FINDING ALDUS

At his Aldine press, founded in Venice in 1494, pioneering publisher Aldus Pius Manutius established the modern use of the semicolon, commissioned the Bembo and Garamond fonts, and created the first italic typeface. He is perhaps best known for pioneering a portable book size, the precursor to the paperback. Unfortunately, no one is certain exactly where his press was located.

In 2015, to commemorate the 500th anniversary of Aldus’s death, New York’s Grolier Club, a storied society of bibliophiles, staged an exhibition celebrating his accomplishments. At the show’s opening party, Johannes Knoops, associate professor of Interior Design, heard an intriguing opinion from George Fletcher, one of the curators: Fletcher, along with four other Aldus scholars, thought that  the two plaques identifying the site of the press, placed in 1828 and 1877, were in the wrong location. They believed the press had operated in a building down the street. Knoops decided to investigate. By studying historical maps and writings, and with some deduction of his own, he built a sturdy case in favor of that nearby location.
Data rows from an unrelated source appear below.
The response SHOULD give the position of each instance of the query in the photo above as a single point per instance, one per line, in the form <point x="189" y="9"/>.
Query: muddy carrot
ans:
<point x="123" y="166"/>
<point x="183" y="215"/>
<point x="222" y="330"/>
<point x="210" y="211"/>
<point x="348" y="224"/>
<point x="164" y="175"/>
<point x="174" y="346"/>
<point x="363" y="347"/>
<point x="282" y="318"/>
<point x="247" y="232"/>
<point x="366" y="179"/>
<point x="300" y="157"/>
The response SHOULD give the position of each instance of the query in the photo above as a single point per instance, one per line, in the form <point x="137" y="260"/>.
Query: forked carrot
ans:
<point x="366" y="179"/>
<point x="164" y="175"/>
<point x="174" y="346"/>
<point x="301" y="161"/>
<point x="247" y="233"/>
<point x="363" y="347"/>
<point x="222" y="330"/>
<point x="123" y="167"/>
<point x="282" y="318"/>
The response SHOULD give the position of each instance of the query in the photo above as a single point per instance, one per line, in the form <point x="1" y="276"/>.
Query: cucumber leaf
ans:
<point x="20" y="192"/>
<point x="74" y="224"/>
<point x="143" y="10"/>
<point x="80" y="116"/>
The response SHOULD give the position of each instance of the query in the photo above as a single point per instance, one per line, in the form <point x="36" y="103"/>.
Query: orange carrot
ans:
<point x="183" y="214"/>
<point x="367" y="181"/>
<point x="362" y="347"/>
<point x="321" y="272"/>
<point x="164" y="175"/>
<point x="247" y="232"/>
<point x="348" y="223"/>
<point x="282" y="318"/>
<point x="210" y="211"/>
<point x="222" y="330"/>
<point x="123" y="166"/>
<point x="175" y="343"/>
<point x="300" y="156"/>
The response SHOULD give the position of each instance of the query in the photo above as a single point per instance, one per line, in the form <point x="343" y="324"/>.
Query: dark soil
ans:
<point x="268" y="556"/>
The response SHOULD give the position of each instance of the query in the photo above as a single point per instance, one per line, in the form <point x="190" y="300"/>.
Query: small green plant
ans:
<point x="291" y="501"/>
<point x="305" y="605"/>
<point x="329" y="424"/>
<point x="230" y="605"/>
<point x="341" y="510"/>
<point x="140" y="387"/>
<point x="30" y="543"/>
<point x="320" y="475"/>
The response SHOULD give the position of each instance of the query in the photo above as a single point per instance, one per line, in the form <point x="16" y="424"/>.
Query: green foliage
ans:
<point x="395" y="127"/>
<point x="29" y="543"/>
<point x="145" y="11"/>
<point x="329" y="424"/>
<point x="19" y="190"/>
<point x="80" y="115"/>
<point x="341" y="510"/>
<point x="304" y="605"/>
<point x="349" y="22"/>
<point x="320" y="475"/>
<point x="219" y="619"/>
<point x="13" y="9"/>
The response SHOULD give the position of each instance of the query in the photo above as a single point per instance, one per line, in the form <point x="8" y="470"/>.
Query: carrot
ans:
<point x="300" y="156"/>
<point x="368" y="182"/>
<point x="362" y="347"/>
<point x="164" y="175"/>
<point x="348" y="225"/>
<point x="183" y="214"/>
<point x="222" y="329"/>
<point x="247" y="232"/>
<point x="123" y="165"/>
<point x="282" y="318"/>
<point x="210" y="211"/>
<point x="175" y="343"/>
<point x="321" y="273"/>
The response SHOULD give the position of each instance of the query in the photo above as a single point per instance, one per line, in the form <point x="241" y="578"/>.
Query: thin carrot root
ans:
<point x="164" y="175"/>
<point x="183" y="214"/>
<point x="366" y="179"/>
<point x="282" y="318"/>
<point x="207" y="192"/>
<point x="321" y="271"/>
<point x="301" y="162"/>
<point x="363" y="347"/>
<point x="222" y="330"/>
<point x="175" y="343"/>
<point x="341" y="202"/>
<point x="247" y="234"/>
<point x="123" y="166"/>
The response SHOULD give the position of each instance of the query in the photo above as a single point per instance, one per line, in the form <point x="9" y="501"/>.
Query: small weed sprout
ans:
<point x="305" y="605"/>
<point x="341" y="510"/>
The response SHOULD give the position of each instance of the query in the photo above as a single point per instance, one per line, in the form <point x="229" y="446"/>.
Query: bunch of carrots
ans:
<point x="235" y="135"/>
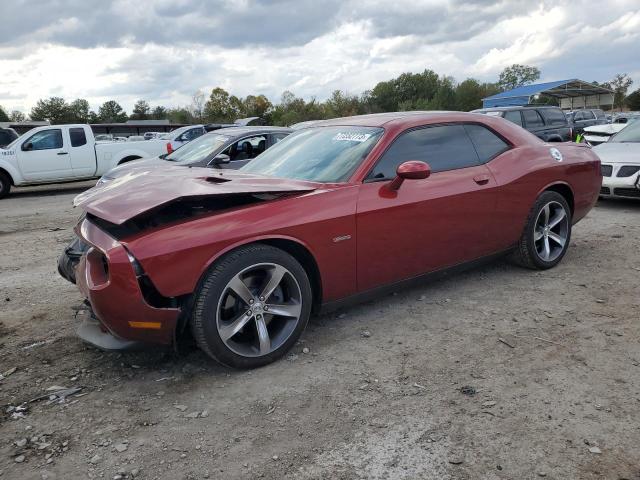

A monthlong residency from the Cini Foundation and an FIT faculty grant brought him back to Venice in 2017 to continue his research, and a yearlong sabbatical for the 2018–19 academic year will enable him to finish the project. He aims to publish his findings, convince the city to relocate the plaques, and design a contemporary memorial for Manutius in keeping with the great printer’s legacy.